L e calme qui règne du côté de Fort Navajo n’est qu’apparent. Les Apaches se tiennent de leur côté et les pionniers de l’autre, avec la cavalerie au milieu pour maintenir un semblant de paix. Un violent crime crapuleux met brusquement à mal ce précaire statu-quo. Blueberry est chargé d’aller arrêter les coupables avant que la situation s’envenime pour le pire.

Après Lewis Trondheim pour Spirou, David B. avec Alix et en attendant Matt Konture et son très attendu Boule et Bill, Joann Sfar et Christophe Blain s’attaquent eux aussi à un mythe du Neuvième Art : Blueberry. Prendre la suite de Jean-Michel Charlier et Jean Giraud représente certainement un des défis les plus ambitieux de la récente vague de reprise de titres de l’âge d’or. Dans le but de se simplifier (un peu) la tâche, les auteurs ont choisi de situer leur aventure avant le corps majeur de la série, à l’époque où Mike était en garnison dans un poste avancé « quelque part dans l’Ouest ».

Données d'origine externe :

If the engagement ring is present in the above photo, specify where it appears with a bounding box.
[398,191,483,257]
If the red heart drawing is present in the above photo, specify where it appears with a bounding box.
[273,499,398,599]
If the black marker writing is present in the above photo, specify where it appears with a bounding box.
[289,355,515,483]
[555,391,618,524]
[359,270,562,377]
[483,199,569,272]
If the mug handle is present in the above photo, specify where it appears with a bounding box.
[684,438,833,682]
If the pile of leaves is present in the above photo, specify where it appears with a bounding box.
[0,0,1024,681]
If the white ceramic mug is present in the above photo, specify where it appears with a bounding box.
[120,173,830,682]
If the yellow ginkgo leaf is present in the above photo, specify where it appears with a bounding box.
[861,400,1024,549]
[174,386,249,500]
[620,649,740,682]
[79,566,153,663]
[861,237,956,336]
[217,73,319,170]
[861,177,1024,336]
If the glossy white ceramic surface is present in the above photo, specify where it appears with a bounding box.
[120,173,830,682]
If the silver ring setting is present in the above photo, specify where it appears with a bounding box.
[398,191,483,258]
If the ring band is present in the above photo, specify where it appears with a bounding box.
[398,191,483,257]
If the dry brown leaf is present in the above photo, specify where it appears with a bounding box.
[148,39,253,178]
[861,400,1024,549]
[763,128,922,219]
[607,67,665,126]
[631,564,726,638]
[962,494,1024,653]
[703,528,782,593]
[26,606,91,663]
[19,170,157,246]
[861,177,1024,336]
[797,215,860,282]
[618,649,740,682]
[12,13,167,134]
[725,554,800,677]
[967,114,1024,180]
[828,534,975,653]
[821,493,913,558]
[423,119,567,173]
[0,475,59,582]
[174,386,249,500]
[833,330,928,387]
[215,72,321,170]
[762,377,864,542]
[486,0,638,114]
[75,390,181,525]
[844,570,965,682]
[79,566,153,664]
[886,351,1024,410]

Délicat travail d’équilibre et de retenue, Amertume Apache repose sur un double effort de respect du personnage et du genre. Il faut que le caractère entier, mais rempli de sagesse, du lieutenant s’intègre au sein d’un western de frontière pur et dur. De plus, doté eux-mêmes d’identités très fortes, tant Sfar que Blain ont également dû se faire violence afin que leurs personnalités respectives ne viennent pas bousculer la nature profonde de la célèbre saga. Sur ce point, leur mission est réussie, ni Gus ni Chat disert ne viennent perturber l’univers en place. Pour autant, le scénario fortement teinté de féminisme et la mise en image mêlant réalisme et épure dénotent de la modernité de l’entreprise. Charlier et Giraud ne sont pas oubliés. Par contre, la page est bel et bien tournée et ce reboot penche assurément vers des thématiques d’aujourd’hui.

Si Blueberry s’engage sur de nouvelles pistes, il n’a rien perdu de ses réflexes et de son bagout. Impressionnant exercice de style doublé d’une respectueuse relecture de son cadre, Amertume Apache n’a pas à rougir devant les albums précédents. Suite et fin dans Les Hommes de non-justice.